Schadstoffbelastung von Weinbergen

durch den Straßenverkehr

Aufgrund der relativ nördlichen Lage der deutschen Anbau-gebiete benötigt die Weinrebe in Deutschland ein besonders warmes Mikroklima. Großklimatisch gesehen liegt der deutsche Weinbau bereits an der „polaren Grenze" der Anbaumöglichkeit. Dadurch ist er zwangsläufig auf die besonders sonnigen, warmen

und möglichst frostfreien Mikroklimalagen angewiesen. Im Schutz

des Wasgaus und der Haardt ergibt sich dieses für den Weinbau optimale Klima.

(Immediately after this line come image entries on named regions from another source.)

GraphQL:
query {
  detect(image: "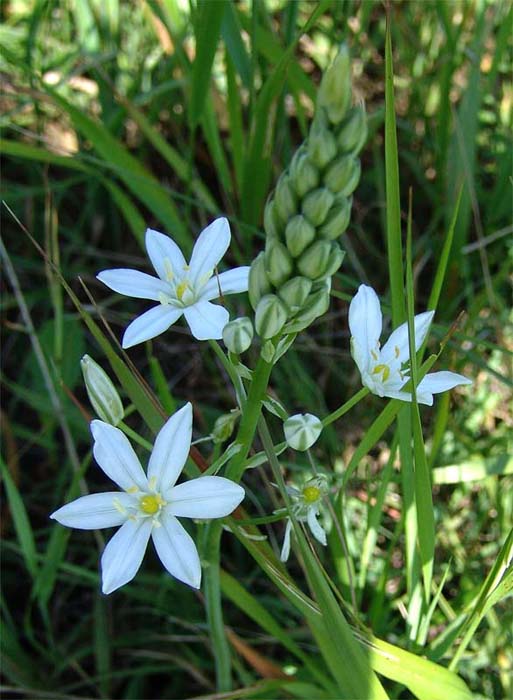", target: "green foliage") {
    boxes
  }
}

[0,0,513,700]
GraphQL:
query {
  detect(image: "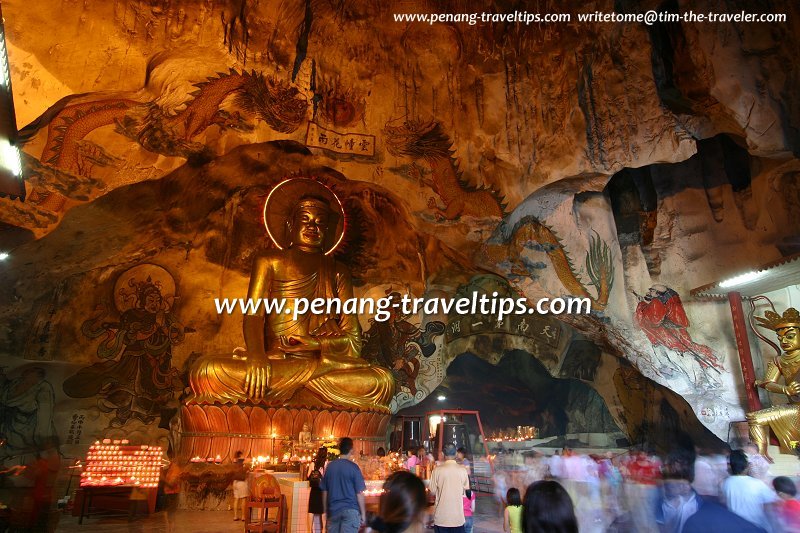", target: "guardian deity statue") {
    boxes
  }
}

[747,307,800,457]
[188,178,394,413]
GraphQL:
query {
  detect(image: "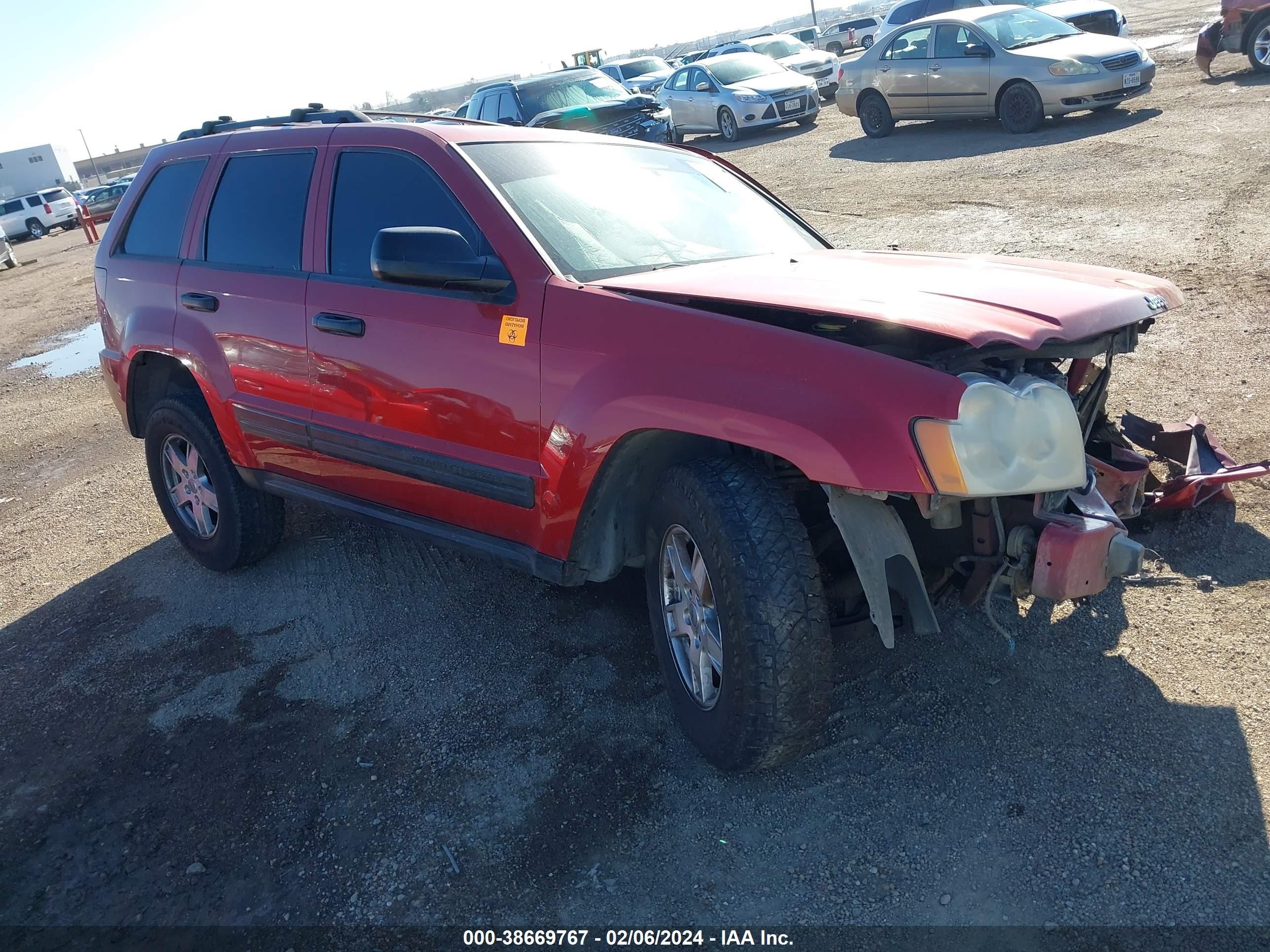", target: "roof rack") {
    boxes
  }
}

[176,103,371,139]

Trotz guter klimatischer Bedienungen sind auch die Reben verschiedensten Umwelteinflüssen ausgesetzt, sogenannten Stressfaktoren. Man unterscheidet dabei die biotischen (lebenden) Stressfaktoren und die abiotische (unbelebten) Stressfaktoren.

Biotische Stressfaktoren sind z. B. Pilze, Bakterien, Viren, Spinnentiere, Insekten, Wirbeltiere.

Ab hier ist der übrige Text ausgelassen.